Deutlich direkter geht es die Konkurrenz an: Louis Vuitton lässt seine Auslagefenster nicht nur von Künstlern wie Ólafur Elíasson (47) gestalten -- die jeweilige It-Bag (die hauptumsatzbringende Handtasche) wird von einem angesagten Proponenten der Kunstwelt wie Takashi Murakami (52), Richard Prince (64) oder Yayoi Kusama (85) entworfen.
Bernard Arnault (65), Großgesellschafter von LVMH (Louis Vuitton Moët Hennessy -- betreibt auch Marken wie Dior, Fendi, Givenchy oder De Beers), lässt derzeit ein von Frank Gehry (85) gestaltetes, spektakuläres Museum in Paris erbauen. Damit zeigt der zweitreichste Franzose, der bereits mit seinem Umzug nach Belgien aus Steuergründen geliebäugelt hat, seine nationale Verbundenheit genauso wie die Fortführung einer Strategie der Assimilation von Mode- und Kulturwelt.
Gebäude für die Kunst entstehen zu lassen mag aufwendig erscheinen. Aber für eine Industrie, die es gewohnt ist, für eine einzige Modeschau einen temporären Palast in der Wüste Dubais aufzubauen -- wie im Mai bei Chanel geschehen --, ist es eine Investition unter vielen.
Niemand bespielt die gesamte Verwertungskette von Kunst -- vom gemeinnützigen Engagement bis hin zum hochpreisigen Auktionsgeschäft -- besser und lukrativer als der Franzose François Pinault (77): In der Doppelrolle Unternehmer und Kunstsammler agiert er als Eigentümer von Luxus- und Lifestylemarken wie Gucci, YSL oder Puma, Betreiber von zwei Kunstmuseen in Venedig und Besitzer des Auktionshauses Christie's -- und ist gleichzeitig Eigentümer einer der größten Kunstsammlungen.
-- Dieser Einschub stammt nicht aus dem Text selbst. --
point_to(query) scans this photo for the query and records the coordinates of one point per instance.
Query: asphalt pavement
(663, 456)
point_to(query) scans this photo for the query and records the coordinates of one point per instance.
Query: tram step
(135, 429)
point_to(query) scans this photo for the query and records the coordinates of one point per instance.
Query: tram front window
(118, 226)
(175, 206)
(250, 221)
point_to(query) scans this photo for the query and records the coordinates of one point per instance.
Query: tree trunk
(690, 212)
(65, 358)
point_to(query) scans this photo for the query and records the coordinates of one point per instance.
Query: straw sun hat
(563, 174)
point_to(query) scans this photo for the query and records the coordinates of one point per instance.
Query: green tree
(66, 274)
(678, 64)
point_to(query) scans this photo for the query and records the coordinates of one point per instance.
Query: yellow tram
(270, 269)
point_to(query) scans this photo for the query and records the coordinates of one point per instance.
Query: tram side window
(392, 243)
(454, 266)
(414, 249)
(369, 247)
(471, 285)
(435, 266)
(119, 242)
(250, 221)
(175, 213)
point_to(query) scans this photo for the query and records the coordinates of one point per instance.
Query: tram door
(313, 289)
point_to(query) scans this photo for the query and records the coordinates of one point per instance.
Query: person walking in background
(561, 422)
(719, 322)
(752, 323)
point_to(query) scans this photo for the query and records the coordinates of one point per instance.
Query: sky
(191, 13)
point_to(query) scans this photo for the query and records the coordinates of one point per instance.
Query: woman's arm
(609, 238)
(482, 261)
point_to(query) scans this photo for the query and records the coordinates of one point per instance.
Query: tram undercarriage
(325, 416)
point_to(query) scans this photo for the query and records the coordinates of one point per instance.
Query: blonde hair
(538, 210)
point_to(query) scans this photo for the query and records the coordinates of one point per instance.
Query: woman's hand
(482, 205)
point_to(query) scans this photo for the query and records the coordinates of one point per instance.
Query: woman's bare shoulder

Die Zeitschrift Art Review kürte ihn 2006 zur mächtigsten Figur der Kunstwelt.
Wer zum Beispiel die öffentlichen Ausstellungen in seinen Kunsträumen verfolgt, die nahezu ausschließlich mit Werken aus der Pinault'schen Sammlung bespielt werden, der muss bemerken, dass so einiges, was man dort als neueste Kunst präsentiert, nachher dann direkt bei Christie's zu Rekordpreisen veräußert wird. Künstler wie Urs Fischer (41), Rudolf Stingel (57) oder Piotr Uklanski (45) haben so eine ganz andere Bewertung bekommen.
Genauso ist Pinault einer der führenden Sammler von Jeff Koons (59) -- und hilfreich, wenn es darum geht, Koons Präsentationen in Versailles oder in der Retrospektive im Centre Pompidou Ende November zu realisieren. Modeunternehmen sind „Tastemakers"-- mittlerweile nicht nur für die Kleidung der nächsten Saison, sondern auch für die Kunst unserer Zeit.